The death follows the heroic rescue of two men - involving residents and holidaymakers - at Hot Water Beach on the Coromandel Peninsula on Monday night.
One of the men was pulled unconscious from the surf after lying face down in the water for several minutes.
The man and two friends, all believed to be in their 20s and holidaying from Auckland, went into the water about 6.30pm.
Witnesses said they were about 100m out when the man fell off a sandbank and got stuck in a rip.
"He was in difficulty, then the other two tried to go in and help him and it put them in a similar situation," said resident Trevor Knight, whose home is about 300m from the beach.
Realising the men were in trouble, Mr Knight called 111, his wife called the local cafe to sound the emergency siren and his son ran down to the beach to help.
"He was in big trouble.
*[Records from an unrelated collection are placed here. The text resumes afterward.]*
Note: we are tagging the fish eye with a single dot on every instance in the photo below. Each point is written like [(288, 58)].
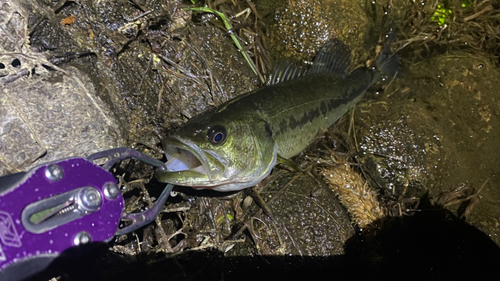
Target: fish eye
[(217, 135)]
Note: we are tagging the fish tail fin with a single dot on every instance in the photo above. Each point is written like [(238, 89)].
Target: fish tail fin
[(388, 62)]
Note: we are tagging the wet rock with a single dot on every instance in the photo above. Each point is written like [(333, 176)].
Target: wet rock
[(46, 113), (308, 220), (436, 132), (300, 28)]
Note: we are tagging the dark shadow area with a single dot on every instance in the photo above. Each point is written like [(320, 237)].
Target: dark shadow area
[(433, 244)]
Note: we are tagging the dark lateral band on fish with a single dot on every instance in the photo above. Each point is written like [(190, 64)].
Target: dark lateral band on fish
[(236, 145)]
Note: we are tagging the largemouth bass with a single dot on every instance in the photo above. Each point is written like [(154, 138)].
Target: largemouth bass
[(237, 144)]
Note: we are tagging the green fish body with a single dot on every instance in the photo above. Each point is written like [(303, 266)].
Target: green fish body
[(236, 145)]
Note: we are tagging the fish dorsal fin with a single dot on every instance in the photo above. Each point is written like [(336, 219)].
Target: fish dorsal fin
[(286, 71), (334, 56)]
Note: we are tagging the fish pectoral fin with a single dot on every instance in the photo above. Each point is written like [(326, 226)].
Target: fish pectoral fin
[(289, 163)]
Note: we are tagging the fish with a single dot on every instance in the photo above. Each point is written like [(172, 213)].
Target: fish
[(236, 145)]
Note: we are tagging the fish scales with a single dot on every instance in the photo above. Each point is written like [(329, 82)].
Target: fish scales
[(236, 145)]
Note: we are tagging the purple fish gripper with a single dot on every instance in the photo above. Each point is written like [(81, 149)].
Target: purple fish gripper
[(95, 218)]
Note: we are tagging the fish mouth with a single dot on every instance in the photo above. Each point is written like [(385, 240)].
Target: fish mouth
[(187, 164)]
By the time I'd rung the police the first one had given up swimming. He was floating face down in the water. One of the others had managed to get back on the sandbank, the second one was in trouble too."
A passing surfer went to the aid of the worse-off man.
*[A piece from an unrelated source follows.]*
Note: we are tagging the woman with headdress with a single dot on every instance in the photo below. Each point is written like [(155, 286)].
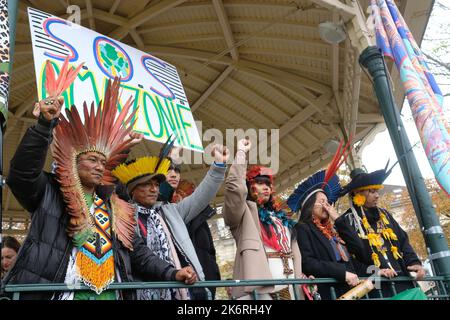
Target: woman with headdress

"At that stage he was lifting virtually a lifeless body onto the surfboard," Mr Knight said.
The man had been facedown about two minutes.
Mr Knight's son Paul arrived at the beach to see the surfer struggling to get the unconscious man to shore and waded into the water with another person to help.
"He was foaming out of the mouth, his eyes were rolled back. We carried him 70m up the beach by his shoulders and wrists and he was gone. He was a dead weight."
A visiting paramedic from Taranaki started working on the man while a 15-year-old boy brought the second struggling man to shore.
He, too, was in bad shape.
"He was on his side in the recovery position and would have had no idea where he was," Mr Knight said.
"He would have been on death's door - he was probably only moments away from being in the same state the other guy was."
The third man was able to reach the shore by himself.
Trust Waikato/Hotwater Beach Lifeguard Service chairman Gary Hinds arrived at the beach after getting a call saying two people were being pulled from the water and "didn't look good".
"I started working on one of the guys who was conscious but vomiting up stuff and my partner and a paramedic started working on the other guy [who was unconscious]."
Mr Hinds said the men were lucky the paramedic was there to assist.
"He saw what was going on and went running along and did CPR on one of them because there was no pulse when they got him onto the beach.
"They did CPR and managed to get him to come back around and by that stage all our gear was on the beach so they had oxygen and everything they needed."
A freelance cameraman riding on the Westpac Rescue Helicopter arrived to find hundreds of people on the beach and the two men being cared for by off-duty doctors and paramedics.
One of the people on the beach told him the unconscious man had been under the water for "quite a long time" before he was dragged ashore.
"It was pretty touch and go (when they were dragged ashore).
"They just happened to have luck on their side ...
"There were doctors and nurses everywhere, St Johns were there, so they had the best possible chance of survival because they had all these skilled people there."
The men were airlifted to Auckland City Hospital, but both were released yesterday after making good recoveries.
Mr Hinds said no one had been able to identify the surfer or the teen heroes. The swimmers probably wouldn't be alive without them and the people who performed CPR.
"They were very lucky people because if they didn't have the people who went out and rescued them and experience on the beach they wouldn't be talking to us today,"
He said the two men didn't help themselves by wearing heavy shirts and three-quarter length pants.
"We had three fairly good rips running and a lot of people don't understand that flat water on a beach like means there a rip there, so that's where they had gone in."